A tel point que, pour être honnête, il m’est arrivé quelque fois de regarder ma montre pendant ce quatrième opus. Car, oui, c’est très joli. Oui, niveau action, c’est difficile de faire mieux. Mais j’avais parfois l’impression de me retrouver sur Twitch à regarder quelqu’un faire un run sur le Super Double Dragon de la SNES (petite pointe de nostalgie ; j’aimais finir ce jeu avec un pote à deux manettes quand j’étais gamin. Trop facile, mais très satisfaisant !). Nostalgie passée, disais-je donc, le côté extrêmement long des scènes de (gun-)fight est finalement un peu lassant. Peut-être suis-je, oh comble de l’horreur !, devenu trop vieux pour apprécier cela, mais il y a un côté tragi-comique à voir les méchants hommes de main arriver en continu par grappe de deux ou trois et attendre poliment que le précédent se soit fait dézingué pour à son tour se faire marraver la chetron par un Keanu Reeves toujours aussi efficace.
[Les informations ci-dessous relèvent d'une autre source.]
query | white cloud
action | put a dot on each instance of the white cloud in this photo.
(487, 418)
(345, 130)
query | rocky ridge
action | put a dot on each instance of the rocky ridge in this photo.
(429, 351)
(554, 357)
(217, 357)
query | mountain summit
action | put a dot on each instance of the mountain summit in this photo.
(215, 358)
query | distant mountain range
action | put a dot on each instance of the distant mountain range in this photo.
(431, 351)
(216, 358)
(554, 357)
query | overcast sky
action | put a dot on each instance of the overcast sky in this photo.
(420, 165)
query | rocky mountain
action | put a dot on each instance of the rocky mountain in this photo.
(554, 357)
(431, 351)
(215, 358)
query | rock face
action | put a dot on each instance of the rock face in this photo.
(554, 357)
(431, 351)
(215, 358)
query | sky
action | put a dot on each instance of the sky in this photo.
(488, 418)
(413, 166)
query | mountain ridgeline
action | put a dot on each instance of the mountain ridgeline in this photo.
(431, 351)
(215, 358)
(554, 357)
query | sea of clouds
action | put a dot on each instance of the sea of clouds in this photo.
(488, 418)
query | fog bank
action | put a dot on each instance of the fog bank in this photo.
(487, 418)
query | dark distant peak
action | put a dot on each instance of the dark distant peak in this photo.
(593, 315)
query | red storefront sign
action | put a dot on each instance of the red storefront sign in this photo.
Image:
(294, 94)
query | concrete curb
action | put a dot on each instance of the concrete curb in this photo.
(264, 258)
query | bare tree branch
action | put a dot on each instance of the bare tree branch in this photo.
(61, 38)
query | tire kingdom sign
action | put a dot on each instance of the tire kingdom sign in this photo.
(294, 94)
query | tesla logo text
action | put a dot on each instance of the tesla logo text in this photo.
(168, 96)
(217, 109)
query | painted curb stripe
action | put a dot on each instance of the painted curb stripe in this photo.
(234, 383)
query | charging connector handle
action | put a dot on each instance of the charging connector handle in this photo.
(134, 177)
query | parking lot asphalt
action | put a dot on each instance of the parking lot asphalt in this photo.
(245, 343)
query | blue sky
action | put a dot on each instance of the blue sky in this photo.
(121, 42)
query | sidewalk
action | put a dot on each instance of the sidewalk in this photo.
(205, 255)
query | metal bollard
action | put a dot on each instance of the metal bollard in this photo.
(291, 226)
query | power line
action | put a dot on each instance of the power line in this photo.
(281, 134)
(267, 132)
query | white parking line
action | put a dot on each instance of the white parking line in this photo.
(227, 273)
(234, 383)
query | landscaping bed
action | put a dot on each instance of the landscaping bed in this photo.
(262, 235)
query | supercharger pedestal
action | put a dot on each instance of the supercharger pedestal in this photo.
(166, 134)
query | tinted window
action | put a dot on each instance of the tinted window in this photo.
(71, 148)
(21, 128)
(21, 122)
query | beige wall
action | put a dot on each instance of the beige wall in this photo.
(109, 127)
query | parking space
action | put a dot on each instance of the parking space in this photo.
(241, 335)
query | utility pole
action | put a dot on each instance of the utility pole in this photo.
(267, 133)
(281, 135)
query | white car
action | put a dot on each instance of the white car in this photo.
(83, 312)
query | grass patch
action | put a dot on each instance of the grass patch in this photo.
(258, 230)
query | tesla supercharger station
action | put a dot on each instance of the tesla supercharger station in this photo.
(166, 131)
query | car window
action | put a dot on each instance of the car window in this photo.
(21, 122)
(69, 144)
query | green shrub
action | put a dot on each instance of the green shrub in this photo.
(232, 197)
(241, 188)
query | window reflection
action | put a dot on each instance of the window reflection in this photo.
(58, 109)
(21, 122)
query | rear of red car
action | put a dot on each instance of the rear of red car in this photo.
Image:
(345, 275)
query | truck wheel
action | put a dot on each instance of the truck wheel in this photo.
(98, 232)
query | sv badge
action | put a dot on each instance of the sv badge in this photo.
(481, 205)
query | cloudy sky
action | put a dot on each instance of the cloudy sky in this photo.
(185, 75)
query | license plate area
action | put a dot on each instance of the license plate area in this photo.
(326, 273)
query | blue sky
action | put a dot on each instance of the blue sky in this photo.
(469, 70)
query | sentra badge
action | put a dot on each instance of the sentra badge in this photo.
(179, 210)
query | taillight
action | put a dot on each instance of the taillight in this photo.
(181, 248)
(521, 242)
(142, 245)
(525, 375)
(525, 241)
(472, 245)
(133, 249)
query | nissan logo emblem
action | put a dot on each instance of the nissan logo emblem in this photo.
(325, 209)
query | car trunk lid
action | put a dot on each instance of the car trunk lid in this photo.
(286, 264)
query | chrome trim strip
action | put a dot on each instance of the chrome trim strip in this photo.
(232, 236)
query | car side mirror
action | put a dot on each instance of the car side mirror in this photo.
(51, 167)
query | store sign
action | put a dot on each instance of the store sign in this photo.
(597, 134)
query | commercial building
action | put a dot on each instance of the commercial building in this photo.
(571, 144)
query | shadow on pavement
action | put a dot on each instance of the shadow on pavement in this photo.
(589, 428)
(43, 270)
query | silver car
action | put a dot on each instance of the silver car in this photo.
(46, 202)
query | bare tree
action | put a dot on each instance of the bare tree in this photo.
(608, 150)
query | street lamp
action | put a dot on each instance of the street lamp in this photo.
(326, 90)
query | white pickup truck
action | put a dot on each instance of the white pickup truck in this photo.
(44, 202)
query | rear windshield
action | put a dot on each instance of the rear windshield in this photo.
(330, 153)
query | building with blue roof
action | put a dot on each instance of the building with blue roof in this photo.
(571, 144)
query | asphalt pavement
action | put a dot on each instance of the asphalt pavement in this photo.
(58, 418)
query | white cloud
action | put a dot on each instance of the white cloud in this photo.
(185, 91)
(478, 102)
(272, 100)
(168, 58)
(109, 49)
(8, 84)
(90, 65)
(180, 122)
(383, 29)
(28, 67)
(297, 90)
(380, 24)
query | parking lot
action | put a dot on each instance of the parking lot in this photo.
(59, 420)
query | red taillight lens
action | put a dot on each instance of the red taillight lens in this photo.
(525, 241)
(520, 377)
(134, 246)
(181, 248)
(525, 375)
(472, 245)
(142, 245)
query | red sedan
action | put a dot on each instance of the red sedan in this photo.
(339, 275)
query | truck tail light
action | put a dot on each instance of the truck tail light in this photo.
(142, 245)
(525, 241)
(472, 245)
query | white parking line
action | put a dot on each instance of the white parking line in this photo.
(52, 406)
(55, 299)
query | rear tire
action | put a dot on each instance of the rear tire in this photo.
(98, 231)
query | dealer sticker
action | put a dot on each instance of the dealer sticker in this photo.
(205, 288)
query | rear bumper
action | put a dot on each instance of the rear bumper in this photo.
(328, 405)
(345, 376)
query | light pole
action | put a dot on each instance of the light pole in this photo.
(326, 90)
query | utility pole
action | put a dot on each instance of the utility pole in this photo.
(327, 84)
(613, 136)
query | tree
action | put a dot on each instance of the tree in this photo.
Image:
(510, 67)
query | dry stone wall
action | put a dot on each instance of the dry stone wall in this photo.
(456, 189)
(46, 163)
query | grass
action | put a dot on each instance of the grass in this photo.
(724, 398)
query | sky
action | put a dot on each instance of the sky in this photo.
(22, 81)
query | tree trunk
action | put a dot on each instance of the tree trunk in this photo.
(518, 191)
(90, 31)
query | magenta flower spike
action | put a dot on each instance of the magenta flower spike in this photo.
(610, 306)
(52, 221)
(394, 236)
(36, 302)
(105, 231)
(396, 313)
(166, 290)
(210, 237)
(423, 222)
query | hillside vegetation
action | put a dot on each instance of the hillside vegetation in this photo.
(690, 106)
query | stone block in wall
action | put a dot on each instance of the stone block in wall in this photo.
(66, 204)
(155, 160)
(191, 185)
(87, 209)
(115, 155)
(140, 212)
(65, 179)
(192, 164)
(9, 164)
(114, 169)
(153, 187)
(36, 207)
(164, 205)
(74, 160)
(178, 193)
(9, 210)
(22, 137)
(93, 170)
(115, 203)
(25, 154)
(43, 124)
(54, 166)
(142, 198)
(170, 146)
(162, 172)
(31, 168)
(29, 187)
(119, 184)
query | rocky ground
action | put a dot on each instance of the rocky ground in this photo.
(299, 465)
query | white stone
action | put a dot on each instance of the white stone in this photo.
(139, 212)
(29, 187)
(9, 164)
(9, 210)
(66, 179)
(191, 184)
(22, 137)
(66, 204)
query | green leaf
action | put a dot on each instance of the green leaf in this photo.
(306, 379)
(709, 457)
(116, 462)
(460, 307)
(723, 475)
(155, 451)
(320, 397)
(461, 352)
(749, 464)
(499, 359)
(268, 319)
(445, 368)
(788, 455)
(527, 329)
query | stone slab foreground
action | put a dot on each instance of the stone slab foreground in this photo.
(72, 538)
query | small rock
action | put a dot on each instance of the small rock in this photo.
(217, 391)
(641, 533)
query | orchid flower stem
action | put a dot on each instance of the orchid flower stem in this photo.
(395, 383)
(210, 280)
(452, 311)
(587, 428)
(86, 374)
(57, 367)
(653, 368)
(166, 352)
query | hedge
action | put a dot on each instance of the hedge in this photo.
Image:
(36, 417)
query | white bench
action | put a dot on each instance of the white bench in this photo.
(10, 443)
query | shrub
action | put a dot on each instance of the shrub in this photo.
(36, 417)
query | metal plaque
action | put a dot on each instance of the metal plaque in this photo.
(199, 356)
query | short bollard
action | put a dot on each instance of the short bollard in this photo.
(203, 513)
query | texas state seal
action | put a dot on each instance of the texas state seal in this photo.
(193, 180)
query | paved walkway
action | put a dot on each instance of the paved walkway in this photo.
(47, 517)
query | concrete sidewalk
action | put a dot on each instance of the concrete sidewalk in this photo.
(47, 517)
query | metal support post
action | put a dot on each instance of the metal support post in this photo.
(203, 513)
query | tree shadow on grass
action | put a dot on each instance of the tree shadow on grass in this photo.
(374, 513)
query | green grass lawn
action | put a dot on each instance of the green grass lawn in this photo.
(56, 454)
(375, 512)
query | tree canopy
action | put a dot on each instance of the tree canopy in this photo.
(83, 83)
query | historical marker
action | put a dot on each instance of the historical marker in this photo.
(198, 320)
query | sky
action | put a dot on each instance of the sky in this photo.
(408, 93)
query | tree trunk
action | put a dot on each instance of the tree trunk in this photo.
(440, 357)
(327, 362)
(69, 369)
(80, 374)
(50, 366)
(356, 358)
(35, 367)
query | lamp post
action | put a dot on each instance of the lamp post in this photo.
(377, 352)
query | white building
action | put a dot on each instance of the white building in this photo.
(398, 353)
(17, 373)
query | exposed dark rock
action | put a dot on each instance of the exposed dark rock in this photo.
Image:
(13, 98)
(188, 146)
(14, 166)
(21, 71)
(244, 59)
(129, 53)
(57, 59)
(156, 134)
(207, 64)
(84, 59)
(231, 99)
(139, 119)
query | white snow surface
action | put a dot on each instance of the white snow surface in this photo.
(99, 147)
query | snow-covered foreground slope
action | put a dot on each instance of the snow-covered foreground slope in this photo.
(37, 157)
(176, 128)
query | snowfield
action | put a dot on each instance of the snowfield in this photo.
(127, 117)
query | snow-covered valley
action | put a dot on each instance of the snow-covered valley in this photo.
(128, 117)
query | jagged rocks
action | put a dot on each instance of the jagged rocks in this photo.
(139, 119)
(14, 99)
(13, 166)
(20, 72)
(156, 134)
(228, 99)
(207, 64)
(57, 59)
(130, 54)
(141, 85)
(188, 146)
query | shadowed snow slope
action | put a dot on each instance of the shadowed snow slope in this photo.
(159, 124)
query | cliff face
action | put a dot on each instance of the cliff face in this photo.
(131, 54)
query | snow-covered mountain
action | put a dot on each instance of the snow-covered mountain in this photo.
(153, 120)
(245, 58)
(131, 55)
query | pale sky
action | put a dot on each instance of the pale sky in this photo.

Le paroxysme de cette logique est même atteint vers la fin du film, dans la scène de l’escalier menant au Sacré-Cœur en plein Paris : après l’avoir grimpé, il doit, très littéralement, recommencer le stage car il s’est pris un pain de trop. Manquait plus que de voir la barre de vie se remplir à nouveau dans le coin haut-gauche de l’écran (ce que Scott Pilgrim vs. the world avait osé, lui, dans son évocation vidéo-ludique). Et je n’ai pu m’empêcher un petit rictus de cynisme en le voyant se relever et recommencer l’ascension avec son pote Donnie Yen (comme le disait le formidable Street Fighter II : « Here comes a new challenger!« ).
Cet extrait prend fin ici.